If you have been reading my blog, you may know that I have been wrestling with a massive ten year case of writing block. I've come to the conclusion that caring too much about writing the Great American Novel was truly dampening any creative urges I may have once had. I'm starting over: remembering what I used to write about ten years ago, starting with baby steps, and keeping it light, focusing on what I want to say, rather than an end goal.
So along these lines, I posted a question a few weeks back to some close friends, looking for topics. Sometimes your friends can see what's perfectly obvious, like the nose on your face, which you can't.
can i take requests? what kind of novel would you *like* to read by me? what kind of story..... i'm feeling so stuck here, i'm going mad. *what do you want to read?*
m. writes:
hah! this is a great question, perhaps even a great start for a possible opening of a possible novel (if your novel plans to be somewhat postmodern in its projection and dis-assemblage, with a nice, modernist, classical twist at the end - just to take postmodern to the extreme...). i think you might be writing a novel about x and y (x and y being topics of choice and/or accident), combined with a meditation on the art of writing, which is always a tricky maneuver (any more tricky than writing just about anything?), but can be quite enticing.
j. sends:
1) sci-fi, but not the geeky techno kind. more like how bradbury or philip k dick did it. the issues are human, amplified and distorted by the futuristic setting.
2) historical (non-fiction) on your ancestors.
3) modern fiction set in england involving murder, mystery, and intrigue.
s. is looking for:
Balancing life, relationships, and careers?
y. muses:
I just went to a book reading Thursday night for a collection of essays by writers in their 20s and 30s about nature, edited by a '99er, Bonnie Tsui. I loved the essay excerpts that were read. So that's my current inspiration: something about nature. Not just as in camping, but also finding nature in the urban landscape, in the sidewalks and how it helps you orient yourself in the city. Learning to listen and see nature around you.
p. notes:
[...] stories about people..........
d. reiterates:
Same suggestion as last time...coming of age with your heart, not
your mind, in a post-Ivy league, hyperanalytical, power-paced world.
I'm
marveling at all the ways I found to attribute quotes. :)
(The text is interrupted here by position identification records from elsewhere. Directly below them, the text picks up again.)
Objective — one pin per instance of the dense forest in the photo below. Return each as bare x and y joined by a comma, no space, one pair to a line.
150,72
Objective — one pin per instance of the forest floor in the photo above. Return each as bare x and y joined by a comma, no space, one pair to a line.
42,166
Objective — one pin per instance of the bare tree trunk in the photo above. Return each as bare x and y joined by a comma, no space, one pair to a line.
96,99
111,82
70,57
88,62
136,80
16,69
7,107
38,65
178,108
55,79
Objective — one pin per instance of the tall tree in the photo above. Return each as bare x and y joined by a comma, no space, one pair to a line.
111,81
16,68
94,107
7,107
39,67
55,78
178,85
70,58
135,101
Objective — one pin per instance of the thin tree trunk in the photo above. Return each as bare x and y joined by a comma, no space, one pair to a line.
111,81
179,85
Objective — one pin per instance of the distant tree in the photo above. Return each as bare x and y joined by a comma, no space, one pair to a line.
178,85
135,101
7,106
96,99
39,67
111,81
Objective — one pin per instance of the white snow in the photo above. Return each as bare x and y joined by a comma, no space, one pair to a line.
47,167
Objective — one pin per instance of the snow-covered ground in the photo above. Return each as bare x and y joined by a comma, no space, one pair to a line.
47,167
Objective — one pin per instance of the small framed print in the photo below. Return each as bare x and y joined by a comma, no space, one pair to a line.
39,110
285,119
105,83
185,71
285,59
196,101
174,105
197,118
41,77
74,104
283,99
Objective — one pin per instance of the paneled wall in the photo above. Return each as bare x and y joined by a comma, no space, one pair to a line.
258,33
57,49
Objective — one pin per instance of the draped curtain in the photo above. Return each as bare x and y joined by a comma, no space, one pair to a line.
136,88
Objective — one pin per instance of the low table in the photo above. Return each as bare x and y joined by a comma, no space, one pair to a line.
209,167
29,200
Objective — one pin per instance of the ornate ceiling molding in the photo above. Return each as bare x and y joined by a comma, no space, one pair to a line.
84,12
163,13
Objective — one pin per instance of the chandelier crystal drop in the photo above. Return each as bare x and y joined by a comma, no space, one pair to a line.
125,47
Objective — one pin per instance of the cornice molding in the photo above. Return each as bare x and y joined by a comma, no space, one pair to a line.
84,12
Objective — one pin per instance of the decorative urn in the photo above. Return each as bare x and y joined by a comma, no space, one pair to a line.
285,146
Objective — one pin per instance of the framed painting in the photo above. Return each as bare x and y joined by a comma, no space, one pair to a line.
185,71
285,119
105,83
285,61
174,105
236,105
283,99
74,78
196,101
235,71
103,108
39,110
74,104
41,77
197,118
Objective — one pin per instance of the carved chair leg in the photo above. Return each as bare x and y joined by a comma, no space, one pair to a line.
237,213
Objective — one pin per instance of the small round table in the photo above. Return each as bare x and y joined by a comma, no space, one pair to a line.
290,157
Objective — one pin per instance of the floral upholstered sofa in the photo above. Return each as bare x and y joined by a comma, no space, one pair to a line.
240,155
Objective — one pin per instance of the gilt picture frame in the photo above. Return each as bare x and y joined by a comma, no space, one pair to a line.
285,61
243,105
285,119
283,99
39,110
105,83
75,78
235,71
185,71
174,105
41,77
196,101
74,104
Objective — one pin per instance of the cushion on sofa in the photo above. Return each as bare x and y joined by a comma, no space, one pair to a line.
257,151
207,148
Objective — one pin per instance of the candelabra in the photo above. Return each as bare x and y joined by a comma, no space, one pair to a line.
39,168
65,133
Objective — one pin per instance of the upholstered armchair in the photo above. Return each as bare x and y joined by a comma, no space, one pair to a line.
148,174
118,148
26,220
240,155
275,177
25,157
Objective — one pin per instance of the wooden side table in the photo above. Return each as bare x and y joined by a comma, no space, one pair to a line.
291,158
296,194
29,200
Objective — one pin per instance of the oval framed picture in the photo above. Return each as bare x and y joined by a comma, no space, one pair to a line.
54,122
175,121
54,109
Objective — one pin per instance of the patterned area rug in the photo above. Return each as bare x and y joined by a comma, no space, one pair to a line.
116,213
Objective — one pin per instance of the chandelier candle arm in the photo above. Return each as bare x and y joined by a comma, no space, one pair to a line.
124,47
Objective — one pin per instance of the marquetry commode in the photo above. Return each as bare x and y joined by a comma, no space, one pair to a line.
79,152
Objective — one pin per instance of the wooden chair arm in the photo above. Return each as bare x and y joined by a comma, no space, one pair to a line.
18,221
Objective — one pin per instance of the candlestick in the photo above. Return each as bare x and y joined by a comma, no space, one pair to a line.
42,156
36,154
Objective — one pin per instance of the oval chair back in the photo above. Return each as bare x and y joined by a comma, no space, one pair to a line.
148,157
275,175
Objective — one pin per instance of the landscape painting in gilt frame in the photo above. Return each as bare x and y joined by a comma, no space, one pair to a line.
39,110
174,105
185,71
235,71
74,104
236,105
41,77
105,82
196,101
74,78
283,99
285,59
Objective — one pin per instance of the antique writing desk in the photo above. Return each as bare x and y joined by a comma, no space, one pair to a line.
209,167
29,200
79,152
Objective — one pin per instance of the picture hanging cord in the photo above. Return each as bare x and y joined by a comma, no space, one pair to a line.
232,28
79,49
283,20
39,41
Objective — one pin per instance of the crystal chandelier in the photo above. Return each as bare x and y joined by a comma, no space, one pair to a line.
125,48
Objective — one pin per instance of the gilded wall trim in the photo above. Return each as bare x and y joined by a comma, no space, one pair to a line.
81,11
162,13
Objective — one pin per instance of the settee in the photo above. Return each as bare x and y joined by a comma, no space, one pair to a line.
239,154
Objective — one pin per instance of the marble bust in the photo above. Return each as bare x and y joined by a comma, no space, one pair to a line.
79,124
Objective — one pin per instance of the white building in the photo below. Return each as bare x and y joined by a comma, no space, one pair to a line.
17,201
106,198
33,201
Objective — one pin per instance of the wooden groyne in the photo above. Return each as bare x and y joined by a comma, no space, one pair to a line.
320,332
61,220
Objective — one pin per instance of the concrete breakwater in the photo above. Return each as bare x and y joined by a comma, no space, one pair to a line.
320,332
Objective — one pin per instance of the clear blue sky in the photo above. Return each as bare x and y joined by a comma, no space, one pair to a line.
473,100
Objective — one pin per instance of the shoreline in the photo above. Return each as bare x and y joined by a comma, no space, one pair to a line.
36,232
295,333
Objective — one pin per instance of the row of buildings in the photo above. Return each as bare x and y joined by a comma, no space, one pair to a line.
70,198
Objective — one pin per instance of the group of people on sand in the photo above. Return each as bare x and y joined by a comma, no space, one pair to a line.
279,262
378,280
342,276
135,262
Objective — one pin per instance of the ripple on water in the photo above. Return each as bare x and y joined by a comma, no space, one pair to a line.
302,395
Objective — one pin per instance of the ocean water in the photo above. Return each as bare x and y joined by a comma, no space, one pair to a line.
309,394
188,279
More significantly, it seems the lessons are: people want to read stories that are relevant to their lives, and that good storytelling still takes the cake. And the people that know and love me very deeply will want to read things which are very personal to me. But I'm pretty shy...
I'd be curious to hear what the blog community thinks. Any other requests? :)
I think I do best when I write about things that is the most important to me, and this would be relationships between people (romantic or family-oriented). I guess I write because I want to see that I'm not alone in my experience and also for others to know the same. Deep, personal things are good! But only at the amount you are comfortable sharing.
and I think it's amazing that you want to work on a novel. I don't think I'm built to write novels or books--poetry, non-fiction essays, and short stories are definitely my kinda length.
Posted by: Min | 05/22/2008 at 06:34 PM
thanks min :)
btw, you are a *very* good writer. the post about your mom and about summer school was excellent: rich powerful language and very evocative. if you keep writing like that, with rich, personal narrative... you might find that you could come back to this blog and pull out a bunch of posts, and HAVE a novel. (or at least the core of one, which you could edit and shape without too much difficulty.)